Is the future of laboratory AI Automating Inaccuracy?

ChatGPT, LLM, AI. Are these tools going to provide a leap forward for laboratories? Or simply automate inaccuracies?

AI: Accelerated Inaccuracy for the Laboratory?

Sten Westgard, MS
May 2023

Ever since the emergence of ChatGPT and openAI, Generative AI and Large Language Models (LLM), there has been a mania – perhaps the better word is panic – over the implications for human society. If nothing else, the creative professionals whose careers will purportedly be liquidated by generative AI have one last subject to write about.

The question in this forum is less abstract. How will AI agents impact the laboratory? Will they be used to eliminate more of the workforce?
The short answer is, Maybe, yes. The longer answer is, Hell, yes.

But before we discuss implications further, let’s confront the definitional problem. What do we even mean by AI?

Artificial Intelligence, Machine Learning, LLM, Algorithms, Data and other Ambiguous Imaginations

If we start from the simplest idea of algorithms, we can agree that they are not new to the laboratory. Measurement involves algorithms. Westgard Rules are an algorithm. We’ve had algorithms around since labs began. Even if we build algorithms on steroids, or assemble a series of algorithms together in a system, that’s not a real leap ahead. Particularly if people are still the ones creating and judging and refining the algorithms. Indeed, that’s not what we’re talking about when we discuss LLM and AI.

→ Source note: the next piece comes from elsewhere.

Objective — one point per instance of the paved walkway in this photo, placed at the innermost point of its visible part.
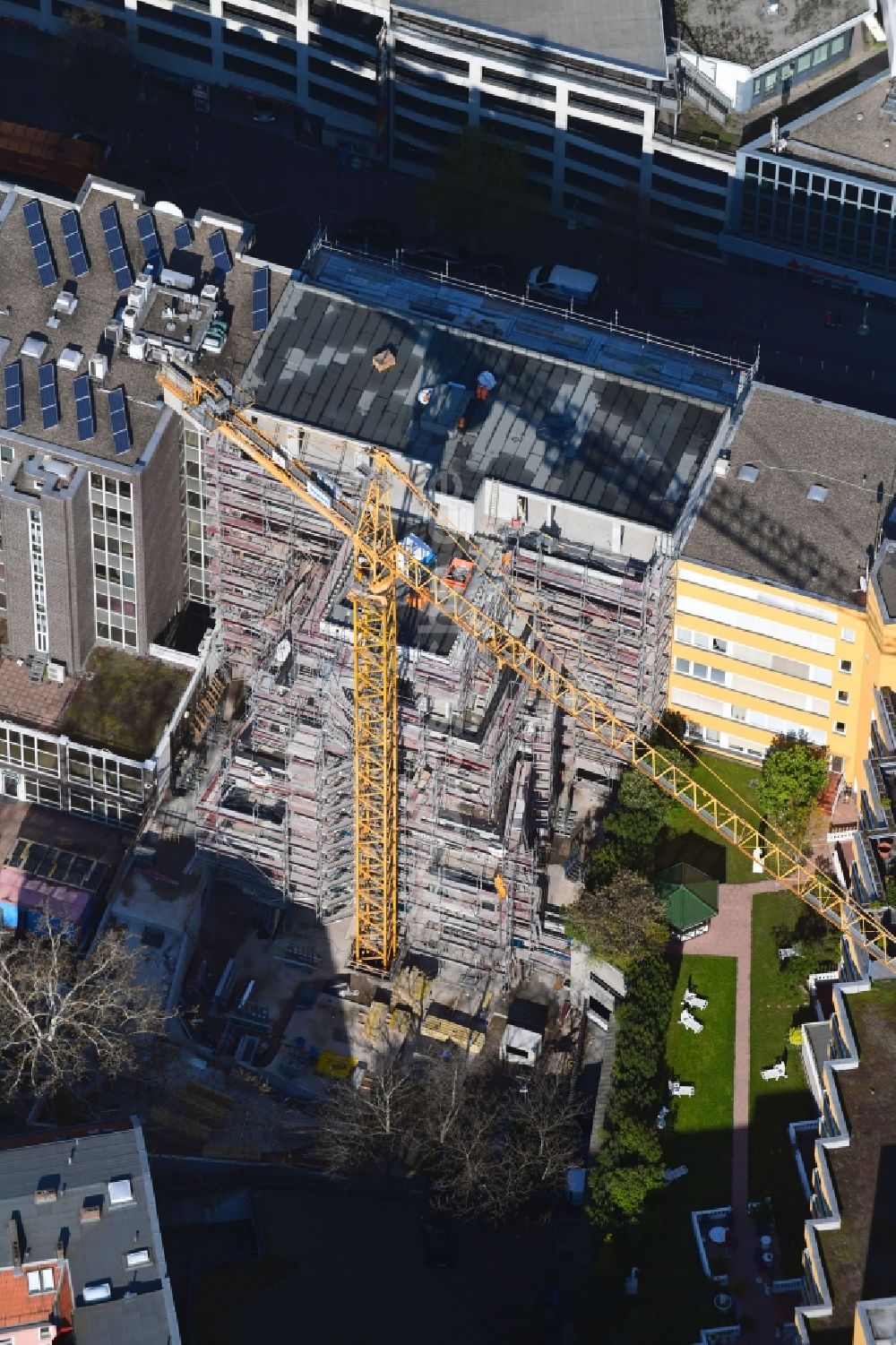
(729, 936)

Machine-learning, or expert tools, is a more muscular application of algorithms, where we start to make the computer program create the algorithm and determine if those algorithms work. We build an initial algorithm to seek out signal in a data set, the machine does the seeking. Theoretically, this approach will find solutions that humans cannot imagine, freed of our assumptions and biases. In practice, the searches of this type often generate spurious correlations between the noise present in any data set and the desired outputs. These findings subsequently do not replicate in the real world. This, again, is not new. Indeed, there are many successful  and unsuccessful applications of this approach. When humans are more involved in the process, helping to target the best ingredients for an alogorithm, the subsequent utility of the output increases.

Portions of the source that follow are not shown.